Guaranteeing all workers the right to sick pay would make a real difference, as would asking employers to pay a higher rate for non-contracted hours. Payment for when shifts are cancelled at the last minute, as is now increasingly the case in the United States, was a key ask in our submission to the review.

But where the report falls short is not taking power seriously. 

The proposed new "dependent contractor status" carries real risks of downgrading people’s ability to receive a fair day’s pay for a fair day’s work. Here new technology isn’t creating new risks – it’s exacerbating old ones that we have fought to eradicate.

It’s no surprise that we are nervous about the return of "piece rates" or payment for tasks completed, rather than hours worked. Our experience of these has been in sectors like contract cleaning and hotels, where they’re used to set unreasonable targets, and drive down pay. Forgive us for being sceptical about Uber’s record of following the letter of the law.

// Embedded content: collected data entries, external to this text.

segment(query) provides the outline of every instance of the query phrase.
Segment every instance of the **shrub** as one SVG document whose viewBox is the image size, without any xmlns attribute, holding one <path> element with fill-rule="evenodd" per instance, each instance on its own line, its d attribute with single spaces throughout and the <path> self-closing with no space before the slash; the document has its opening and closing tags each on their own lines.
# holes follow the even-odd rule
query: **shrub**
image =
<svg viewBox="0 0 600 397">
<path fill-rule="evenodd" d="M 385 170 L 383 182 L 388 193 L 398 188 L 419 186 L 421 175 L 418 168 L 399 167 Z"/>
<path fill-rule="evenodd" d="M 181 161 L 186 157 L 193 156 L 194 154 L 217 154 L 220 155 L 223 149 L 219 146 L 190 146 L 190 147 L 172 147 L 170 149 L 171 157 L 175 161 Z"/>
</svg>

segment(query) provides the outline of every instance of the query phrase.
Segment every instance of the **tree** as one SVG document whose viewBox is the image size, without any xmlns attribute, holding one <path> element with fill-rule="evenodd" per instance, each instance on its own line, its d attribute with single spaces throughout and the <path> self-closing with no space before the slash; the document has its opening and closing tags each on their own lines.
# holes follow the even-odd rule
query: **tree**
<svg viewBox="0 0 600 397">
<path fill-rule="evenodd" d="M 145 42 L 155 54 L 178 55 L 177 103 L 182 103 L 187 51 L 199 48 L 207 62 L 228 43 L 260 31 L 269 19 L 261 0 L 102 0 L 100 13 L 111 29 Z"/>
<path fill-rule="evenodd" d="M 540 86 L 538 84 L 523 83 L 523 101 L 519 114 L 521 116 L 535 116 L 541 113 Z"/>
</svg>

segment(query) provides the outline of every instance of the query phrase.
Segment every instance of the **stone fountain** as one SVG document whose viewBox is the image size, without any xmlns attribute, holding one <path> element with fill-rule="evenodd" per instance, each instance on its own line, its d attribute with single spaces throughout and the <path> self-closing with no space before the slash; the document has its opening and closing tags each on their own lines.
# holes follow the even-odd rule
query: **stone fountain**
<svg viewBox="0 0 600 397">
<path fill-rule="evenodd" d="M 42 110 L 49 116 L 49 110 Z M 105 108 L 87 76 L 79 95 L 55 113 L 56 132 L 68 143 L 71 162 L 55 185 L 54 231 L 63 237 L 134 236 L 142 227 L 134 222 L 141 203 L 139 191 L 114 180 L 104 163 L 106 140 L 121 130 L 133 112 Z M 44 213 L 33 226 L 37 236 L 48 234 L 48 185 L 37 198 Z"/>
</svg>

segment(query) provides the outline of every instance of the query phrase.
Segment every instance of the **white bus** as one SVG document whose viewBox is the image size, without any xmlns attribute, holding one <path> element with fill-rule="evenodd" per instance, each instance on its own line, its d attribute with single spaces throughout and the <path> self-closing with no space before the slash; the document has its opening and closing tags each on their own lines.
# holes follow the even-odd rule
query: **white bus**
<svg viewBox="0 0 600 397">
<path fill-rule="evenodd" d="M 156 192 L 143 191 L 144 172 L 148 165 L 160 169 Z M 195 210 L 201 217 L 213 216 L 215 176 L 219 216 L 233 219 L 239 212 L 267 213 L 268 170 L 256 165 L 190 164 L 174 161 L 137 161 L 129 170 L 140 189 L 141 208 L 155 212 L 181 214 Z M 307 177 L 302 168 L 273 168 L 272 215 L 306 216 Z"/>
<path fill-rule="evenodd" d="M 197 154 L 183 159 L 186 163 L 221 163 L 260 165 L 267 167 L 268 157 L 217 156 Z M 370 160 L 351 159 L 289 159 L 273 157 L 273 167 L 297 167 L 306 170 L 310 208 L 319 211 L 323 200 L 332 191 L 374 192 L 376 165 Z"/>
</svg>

Taylor’s proposals on zero-hours contracts also miss the point. Those on zero hours contracts – working in low paid sectors like hospitality, caring, and retail - are dependent on their boss for the hours they need to pay their bills. A "right to request" guaranteed hours from an exploitative boss is no right at all for many workers. Those in insecure jobs are in constant fear of having their hours cut if they speak up at work. Will the "right to request" really change this?

Tilting the balance of power back towards workers is what the trade union movement exists for. But it’s also vital to delivering the better productivity and growth Britain so sorely needs.

There is plenty of evidence from across the UK and the wider world that workplaces with good terms and conditions, pay and worker voice are more productive. That’s why the OECD (hardly a left-wing mouth piece) has called for a new debate about how collective bargaining can deliver more equality, more inclusion and better jobs all round.

We know as a union movement that we have to up our game. And part of that thinking must include how trade unions can take advantage of new technologies to organise workers.

We are ready for this challenge. Our role isn’t to stop changes in technology. It’s to make sure technology is used to make working people’s lives better, and to make sure any gains are fairly shared.

Frances O'Grady is the General Secretary of the TUC.